Étude de tête d'expression d'un gentilhomme, vers 1780-1790
Huile sur toile
46,1 x 35 cm ; (dans le cadre) 57,5 x 46,6 cm.
PROVENANCE
Collection privée, Suisse, jusqu'en 2020 ;
Collection privée, Royaume-Uni.
Modelée avec une considération presque métaphysique, cette étude habile est un bon exemple de la tête d’expression, une pratique académique développée en France vers 1750. Un concours officiel du même nom a été créé au sein de l’Académie Royale en 1759 (le concours de la tête d’expression), dans le but de faire progresser la compétence des élèves à exprimer une large gamme d’expressions humaines.

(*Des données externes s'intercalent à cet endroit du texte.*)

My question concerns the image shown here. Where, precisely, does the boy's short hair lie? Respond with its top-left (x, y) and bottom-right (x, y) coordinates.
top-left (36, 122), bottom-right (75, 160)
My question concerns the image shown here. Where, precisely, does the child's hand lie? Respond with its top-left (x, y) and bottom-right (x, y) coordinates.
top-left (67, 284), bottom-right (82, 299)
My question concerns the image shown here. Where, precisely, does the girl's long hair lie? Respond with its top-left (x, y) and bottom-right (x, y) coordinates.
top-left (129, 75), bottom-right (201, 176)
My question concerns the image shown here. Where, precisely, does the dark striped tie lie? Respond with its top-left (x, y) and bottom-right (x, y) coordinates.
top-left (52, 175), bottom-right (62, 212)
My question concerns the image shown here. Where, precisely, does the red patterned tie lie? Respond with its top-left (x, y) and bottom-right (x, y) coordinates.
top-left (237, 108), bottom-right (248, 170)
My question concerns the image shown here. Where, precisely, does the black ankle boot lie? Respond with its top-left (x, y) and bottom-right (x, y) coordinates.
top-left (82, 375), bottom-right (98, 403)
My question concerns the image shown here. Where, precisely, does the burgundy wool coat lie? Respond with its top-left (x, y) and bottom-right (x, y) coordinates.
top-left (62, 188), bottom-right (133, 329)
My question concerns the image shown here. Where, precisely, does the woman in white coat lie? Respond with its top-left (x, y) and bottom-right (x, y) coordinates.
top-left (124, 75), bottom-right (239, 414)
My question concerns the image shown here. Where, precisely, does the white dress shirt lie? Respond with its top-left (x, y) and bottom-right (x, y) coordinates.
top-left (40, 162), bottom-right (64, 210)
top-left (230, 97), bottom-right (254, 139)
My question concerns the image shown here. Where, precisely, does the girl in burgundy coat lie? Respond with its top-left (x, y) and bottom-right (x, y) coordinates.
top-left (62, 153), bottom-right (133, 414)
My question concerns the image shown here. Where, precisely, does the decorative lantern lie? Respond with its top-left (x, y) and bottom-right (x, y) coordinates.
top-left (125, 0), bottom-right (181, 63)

Ici, le sujet n’est pas le modèle lui-même, mais la douce contemplation qui le préoccupe : les élèves devaient négocier entre l’individualisation et la généralisation. Ici, la tête du modèle est inclinée et avec un regard lointain vers le haut ; un trait blanc délibéré humidifie le coin de son œil, animant à la fois la passion de la méditation particulière et donnant vie à son auteur. La comparaison avec d'autres têtes d'expression permet de dater l'œuvre d'environ 1780-1790, ce qui, avec la chevelure du modèle – non nouée et non coiffée d'une perruque – confirme qu'elle date de la fin du XVIIIe siècle. Sa tenue comprend également un manteau rouge à col sombre et une cravate lâchement nouée, qui gonfle en une multitude de larges traits sous son menton. Il est probable que l'œuvre ait été créée par un élève de l'Académie, peut-être en vue du Prix de Rome.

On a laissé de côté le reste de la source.